La pattuglia della stradale intimò alla macchina di fermarsi. Centonovanta orari per la stradale Pontina erano decisamente troppi. Il conducente della Punto blu accostò senza problemi. L’agente Kevarich si avvicinò al finestrino e vociò: “Patente e libretto, grazie, dobbiamo farle il verba…”. Le ultime parole furono ricacciate dentro in maniera feroce, non appena Mirko Kevarich vide l’aspetto del guidatore. Orrore e ribrezzo presero possesso di lui, mentre i suoi colleghi, rimasti vicino all’auto di servizio alcuni metri indietro, guardavano filmati porno scaricati sul cellulare. Il conducente non si scompose minimamente. Staccò le mani dal volante imbrattato di sangue e porse all’agente una busta.

“Cos’è questa?!”, chiese Kevarich in preda al panico e al disgusto mentre, con ambedue le mani tremolanti, afferrava la busta sporca anch’essa di sangue.

“Il mio documento di riconoscimento, agente, ho soltanto questo, non mi compete altro. Sto fuggendo, perdoni la velocità, ma quei bastardi figli di puttana laggiù volevano uccidermi”, biascicò il piccolo uomo che stava accovacciato sul sedile di guida. L’agente notò che sul sedile anteriore del passeggero erano poggiati alcuni piccoli tubicini, che non capiva cosa fossero.

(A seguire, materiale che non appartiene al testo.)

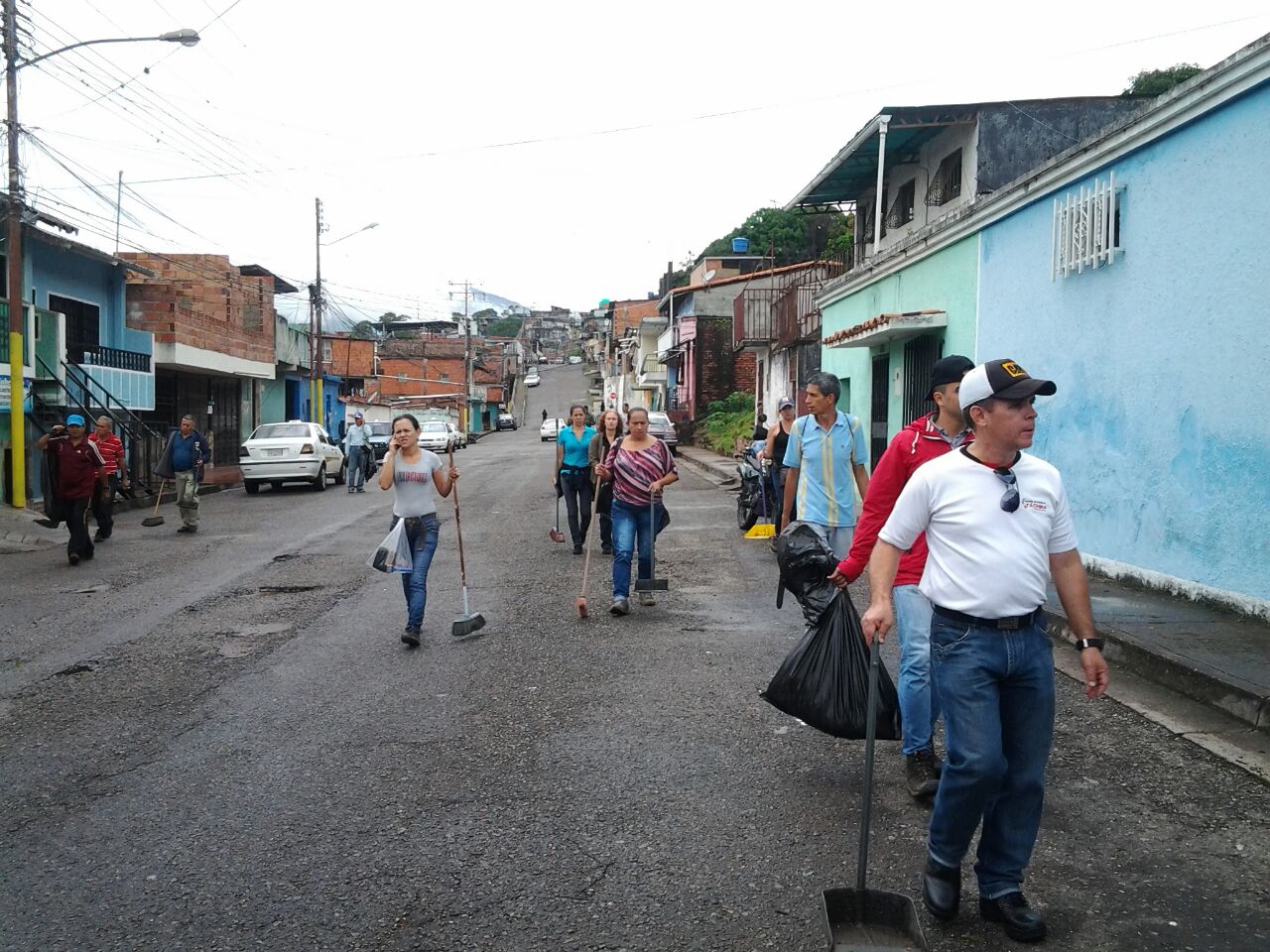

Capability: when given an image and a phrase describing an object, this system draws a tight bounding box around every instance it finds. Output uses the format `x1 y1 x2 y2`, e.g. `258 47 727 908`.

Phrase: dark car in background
648 410 680 456
369 422 393 462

Mirko aprì la busta ed estrasse le foto del guidatore. Trenta secondi di puro angosciante silenzio. Ogni muscolo di Mirko immobile.

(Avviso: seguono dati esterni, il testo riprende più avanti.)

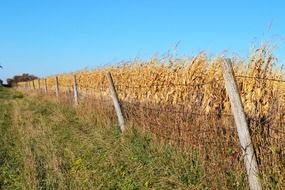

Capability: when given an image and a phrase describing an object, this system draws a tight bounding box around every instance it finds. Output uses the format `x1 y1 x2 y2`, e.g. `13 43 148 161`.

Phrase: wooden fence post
223 59 262 190
33 80 36 91
73 75 79 105
55 76 59 97
38 79 41 94
44 79 47 94
107 73 125 132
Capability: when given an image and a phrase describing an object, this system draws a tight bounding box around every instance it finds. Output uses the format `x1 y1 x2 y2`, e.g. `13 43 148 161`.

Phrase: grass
0 88 211 189
0 88 258 190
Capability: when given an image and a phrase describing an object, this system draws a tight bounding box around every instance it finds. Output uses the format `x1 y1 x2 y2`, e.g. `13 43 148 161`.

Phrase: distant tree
7 73 38 87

“Mi riconosce? Tutto a posto?”.

Kevarich era divenuto un cencio bianco, un brandello di uomo che nemmeno ricordava il suo nome.

“Lei può andare… grazie”, balbettò nel più totale raccapriccio dei sensi.

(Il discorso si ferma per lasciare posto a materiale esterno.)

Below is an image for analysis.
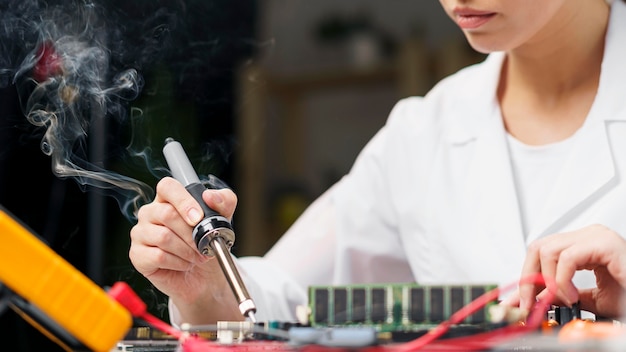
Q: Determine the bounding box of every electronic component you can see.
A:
[0,206,132,351]
[546,303,582,325]
[309,283,497,332]
[163,138,256,322]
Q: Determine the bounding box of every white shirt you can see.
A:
[171,1,626,322]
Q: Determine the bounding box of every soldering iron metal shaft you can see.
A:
[163,138,256,322]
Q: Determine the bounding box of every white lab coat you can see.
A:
[169,1,626,320]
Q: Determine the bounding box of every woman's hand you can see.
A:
[129,177,241,323]
[519,225,626,318]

Il guidatore riprese la busta, la gettò sul sedile posteriore dell’auto e ripartì a grande velocità.

I colleghi di Kevarich allora si diressero immediatamente verso il loro collega. Uno di loro domandò: “Ma come, non gli hai verbalizzato nulla?”.
Mirko non rispose e iniziò a fissare un punto vuoto nell’aria quando, un altro agente, si accorse che nella mano sinistra aveva un foglio strano con delle immagini scure e indistinte.

“Cos’è quello?”, domandò indicando lo stampato. Kevarich allora si rese conto che aveva restituito al guidatore la busta vuota. Senza dir nulla, alzò la mano e porse al suo collega l’ecografia di un feto di 6 mesi. E pianse per l’impotenza di fronte all’incomprensibile.